Researchers from the University of Toronto Engineering have built a new proof-of-principle of a device that could one day help to create a quantum internet. Scientists believe their new prototype could prove an essential component in developing long-distance quantum communication technologies.
Scientists have long sought to create a quantum internet. This would allow in theory for information-theoretic secure communication, which is becoming increasingly important in a world of security breaches and data spills.
A quantum internet could change all that. Scientists have developed ways to transmit data, using quantum physics to create a whole new level of encryption that would prove virtually unbreakable even to the most seasoned of hackers.
Unfortunately, there are some distinct challenges to creating a system of long-distance quantum communication. While traditional fiber-optic signals can use repeaters to boost and amplify their signal over great distances, quantum information operates differently.
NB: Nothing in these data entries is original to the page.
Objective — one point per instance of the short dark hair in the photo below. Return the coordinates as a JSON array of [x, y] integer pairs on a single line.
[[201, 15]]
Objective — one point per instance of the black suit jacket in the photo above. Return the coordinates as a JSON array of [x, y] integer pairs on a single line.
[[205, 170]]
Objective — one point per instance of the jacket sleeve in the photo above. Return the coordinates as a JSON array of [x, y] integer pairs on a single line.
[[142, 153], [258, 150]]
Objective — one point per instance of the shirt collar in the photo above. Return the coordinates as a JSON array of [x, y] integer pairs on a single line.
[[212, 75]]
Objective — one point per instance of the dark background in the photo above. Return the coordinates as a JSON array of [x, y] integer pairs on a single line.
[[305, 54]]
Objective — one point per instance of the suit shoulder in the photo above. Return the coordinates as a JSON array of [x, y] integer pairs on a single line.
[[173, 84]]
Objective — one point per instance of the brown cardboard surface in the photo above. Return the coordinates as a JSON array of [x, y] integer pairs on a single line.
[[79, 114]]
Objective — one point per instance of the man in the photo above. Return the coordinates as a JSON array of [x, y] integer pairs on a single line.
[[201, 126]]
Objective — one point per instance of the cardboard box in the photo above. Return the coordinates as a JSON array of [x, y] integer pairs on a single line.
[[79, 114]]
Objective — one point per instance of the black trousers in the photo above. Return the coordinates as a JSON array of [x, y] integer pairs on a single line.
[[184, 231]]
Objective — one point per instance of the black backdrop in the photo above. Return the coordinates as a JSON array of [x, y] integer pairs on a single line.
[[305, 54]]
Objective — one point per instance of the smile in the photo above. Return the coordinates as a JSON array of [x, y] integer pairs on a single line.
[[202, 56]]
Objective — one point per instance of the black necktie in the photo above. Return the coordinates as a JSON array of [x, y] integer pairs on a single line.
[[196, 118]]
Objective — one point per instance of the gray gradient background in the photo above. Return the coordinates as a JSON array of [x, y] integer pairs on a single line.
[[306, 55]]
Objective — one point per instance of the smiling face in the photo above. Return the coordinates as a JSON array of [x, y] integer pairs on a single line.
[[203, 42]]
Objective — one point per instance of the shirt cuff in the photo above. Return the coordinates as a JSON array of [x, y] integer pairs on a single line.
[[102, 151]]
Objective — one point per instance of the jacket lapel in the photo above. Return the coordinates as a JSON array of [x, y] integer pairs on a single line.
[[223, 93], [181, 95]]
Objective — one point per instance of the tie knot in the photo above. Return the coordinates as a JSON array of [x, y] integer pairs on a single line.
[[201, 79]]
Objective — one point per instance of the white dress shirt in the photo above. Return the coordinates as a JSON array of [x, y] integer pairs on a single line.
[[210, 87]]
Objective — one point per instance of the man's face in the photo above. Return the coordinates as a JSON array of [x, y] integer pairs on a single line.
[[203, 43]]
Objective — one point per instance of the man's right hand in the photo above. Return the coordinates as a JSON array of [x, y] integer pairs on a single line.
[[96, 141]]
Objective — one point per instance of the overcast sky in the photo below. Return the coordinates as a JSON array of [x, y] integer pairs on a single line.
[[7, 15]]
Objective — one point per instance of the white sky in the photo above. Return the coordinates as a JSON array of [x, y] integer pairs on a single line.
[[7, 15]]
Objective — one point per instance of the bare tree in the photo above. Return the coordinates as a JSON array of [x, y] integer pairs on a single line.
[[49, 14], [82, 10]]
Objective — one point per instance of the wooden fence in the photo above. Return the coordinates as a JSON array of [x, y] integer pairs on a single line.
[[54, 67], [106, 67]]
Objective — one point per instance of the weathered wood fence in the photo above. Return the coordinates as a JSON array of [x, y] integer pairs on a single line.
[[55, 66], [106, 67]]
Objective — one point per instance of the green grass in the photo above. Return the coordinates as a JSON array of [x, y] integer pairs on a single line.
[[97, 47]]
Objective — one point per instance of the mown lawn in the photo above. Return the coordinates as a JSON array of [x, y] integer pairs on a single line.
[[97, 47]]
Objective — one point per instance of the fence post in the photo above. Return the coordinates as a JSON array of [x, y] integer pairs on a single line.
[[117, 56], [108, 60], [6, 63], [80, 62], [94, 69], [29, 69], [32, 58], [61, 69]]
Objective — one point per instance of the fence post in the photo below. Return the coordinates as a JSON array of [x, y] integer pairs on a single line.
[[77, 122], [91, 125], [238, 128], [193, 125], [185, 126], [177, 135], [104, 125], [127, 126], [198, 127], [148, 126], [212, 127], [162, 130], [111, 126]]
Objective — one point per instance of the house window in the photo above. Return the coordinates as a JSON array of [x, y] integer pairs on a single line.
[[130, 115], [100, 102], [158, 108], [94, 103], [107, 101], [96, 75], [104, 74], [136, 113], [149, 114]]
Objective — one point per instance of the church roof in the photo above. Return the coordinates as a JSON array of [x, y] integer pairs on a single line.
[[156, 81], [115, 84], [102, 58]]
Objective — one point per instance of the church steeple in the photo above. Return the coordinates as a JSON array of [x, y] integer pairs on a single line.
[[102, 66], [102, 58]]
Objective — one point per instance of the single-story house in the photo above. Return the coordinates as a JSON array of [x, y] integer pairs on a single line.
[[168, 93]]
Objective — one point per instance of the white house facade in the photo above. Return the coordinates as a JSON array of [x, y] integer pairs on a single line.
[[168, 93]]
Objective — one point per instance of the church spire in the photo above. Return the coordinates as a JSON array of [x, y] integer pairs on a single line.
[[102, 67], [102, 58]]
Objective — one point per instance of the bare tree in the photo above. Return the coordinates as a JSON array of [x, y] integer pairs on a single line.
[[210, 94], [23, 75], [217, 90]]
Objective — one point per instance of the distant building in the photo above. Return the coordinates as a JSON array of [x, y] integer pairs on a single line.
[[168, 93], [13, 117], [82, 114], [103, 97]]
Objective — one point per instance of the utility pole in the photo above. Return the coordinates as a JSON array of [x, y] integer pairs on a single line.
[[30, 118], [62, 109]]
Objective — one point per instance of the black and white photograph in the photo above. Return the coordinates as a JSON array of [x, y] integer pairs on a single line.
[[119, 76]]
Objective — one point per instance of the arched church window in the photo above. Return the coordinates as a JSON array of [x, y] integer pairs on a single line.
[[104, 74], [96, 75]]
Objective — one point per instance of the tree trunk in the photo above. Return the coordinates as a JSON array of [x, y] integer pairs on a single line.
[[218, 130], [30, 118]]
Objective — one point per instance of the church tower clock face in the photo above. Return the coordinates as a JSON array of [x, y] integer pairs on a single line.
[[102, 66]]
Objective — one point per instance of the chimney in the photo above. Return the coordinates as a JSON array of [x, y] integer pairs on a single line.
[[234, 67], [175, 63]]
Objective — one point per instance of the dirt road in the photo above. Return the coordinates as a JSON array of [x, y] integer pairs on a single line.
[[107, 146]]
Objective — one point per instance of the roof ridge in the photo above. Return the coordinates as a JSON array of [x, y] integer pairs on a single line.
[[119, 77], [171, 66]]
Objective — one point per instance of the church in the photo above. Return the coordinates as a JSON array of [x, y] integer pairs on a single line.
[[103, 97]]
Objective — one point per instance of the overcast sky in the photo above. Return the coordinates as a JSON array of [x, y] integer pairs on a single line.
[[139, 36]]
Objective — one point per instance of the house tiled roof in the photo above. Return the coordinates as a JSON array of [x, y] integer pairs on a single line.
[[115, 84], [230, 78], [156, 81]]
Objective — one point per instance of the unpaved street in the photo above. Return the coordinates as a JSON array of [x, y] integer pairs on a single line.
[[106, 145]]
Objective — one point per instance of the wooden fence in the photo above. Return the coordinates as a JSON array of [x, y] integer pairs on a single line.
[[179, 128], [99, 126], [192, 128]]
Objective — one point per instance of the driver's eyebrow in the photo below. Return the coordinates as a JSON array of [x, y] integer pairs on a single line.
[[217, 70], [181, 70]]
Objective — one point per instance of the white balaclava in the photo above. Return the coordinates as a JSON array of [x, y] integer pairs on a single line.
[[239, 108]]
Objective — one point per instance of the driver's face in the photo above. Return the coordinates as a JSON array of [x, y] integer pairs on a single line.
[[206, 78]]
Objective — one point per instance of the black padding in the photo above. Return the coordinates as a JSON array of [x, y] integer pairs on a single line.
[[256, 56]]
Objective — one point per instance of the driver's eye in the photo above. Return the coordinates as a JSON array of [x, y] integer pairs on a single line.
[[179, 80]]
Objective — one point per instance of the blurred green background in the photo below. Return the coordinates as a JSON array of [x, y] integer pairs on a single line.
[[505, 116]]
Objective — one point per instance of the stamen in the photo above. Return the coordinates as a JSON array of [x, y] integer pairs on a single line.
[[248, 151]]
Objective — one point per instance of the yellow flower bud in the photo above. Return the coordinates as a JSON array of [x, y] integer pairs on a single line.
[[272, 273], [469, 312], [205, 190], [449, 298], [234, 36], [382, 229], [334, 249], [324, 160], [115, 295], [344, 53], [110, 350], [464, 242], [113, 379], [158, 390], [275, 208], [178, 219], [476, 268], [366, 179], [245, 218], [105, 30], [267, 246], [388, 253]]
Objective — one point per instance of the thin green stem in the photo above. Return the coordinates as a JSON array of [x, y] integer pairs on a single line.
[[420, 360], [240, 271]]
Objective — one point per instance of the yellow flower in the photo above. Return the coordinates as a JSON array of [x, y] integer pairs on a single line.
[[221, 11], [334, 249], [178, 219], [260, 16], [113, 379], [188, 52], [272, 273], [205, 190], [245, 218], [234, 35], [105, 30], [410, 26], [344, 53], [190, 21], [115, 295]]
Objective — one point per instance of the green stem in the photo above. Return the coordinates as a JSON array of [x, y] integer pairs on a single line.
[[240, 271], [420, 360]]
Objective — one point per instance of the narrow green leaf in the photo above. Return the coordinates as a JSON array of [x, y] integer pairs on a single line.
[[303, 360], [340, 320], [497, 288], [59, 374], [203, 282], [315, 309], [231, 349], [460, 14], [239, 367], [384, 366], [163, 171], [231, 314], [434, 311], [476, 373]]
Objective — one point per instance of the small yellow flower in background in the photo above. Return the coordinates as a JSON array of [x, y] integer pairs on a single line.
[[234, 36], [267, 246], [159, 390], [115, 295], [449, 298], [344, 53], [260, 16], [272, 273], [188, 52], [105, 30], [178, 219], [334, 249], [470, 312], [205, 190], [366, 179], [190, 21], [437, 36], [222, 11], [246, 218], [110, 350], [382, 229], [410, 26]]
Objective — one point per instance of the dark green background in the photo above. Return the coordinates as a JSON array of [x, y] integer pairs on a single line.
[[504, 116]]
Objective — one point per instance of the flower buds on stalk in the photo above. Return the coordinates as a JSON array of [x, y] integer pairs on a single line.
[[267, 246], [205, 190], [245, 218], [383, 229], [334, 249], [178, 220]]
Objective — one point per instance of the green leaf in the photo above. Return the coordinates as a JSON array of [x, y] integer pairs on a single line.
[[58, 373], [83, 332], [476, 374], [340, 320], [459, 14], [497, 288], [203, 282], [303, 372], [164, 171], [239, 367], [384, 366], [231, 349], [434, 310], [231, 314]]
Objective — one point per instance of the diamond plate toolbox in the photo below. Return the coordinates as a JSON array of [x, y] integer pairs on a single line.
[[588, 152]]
It requires storage of the quantum state at every repeater site. This makes creating the special repeaters far more difficult and costly than traditional models, especially since they sometimes can only operate at cryogenic temperatures — and even then, the repeaters have a much higher rate of error than those used in fiber optics.
But scientists may have finally found a solution to this vexing problem. They are determined to create the next generation of repeaters. These all-photonic quantum repeaters have a significant advantage over their predecessors. They can operate at room temperature, requiring no expensive environmental considerations by scientists.
“An all-optical network is a promising form of infrastructure for fast and energy-efficient communication that is required for a future quantum internet. Our work helps pave the way toward this future.”
Scientists believe their new device could be the breakthrough researchers have been looking for when it comes to creating a working quantum internet. According to their research, the technology could be used to maximize online security, alerting users instantly if someone was spying on their activity, and even possessing the ability to abort communication if sensitive information comes under attack.
The next step for the team is further developing their prototype and testing it out on a small scale. Should it prove successful, a quantum internet could be closer than we ever imagined.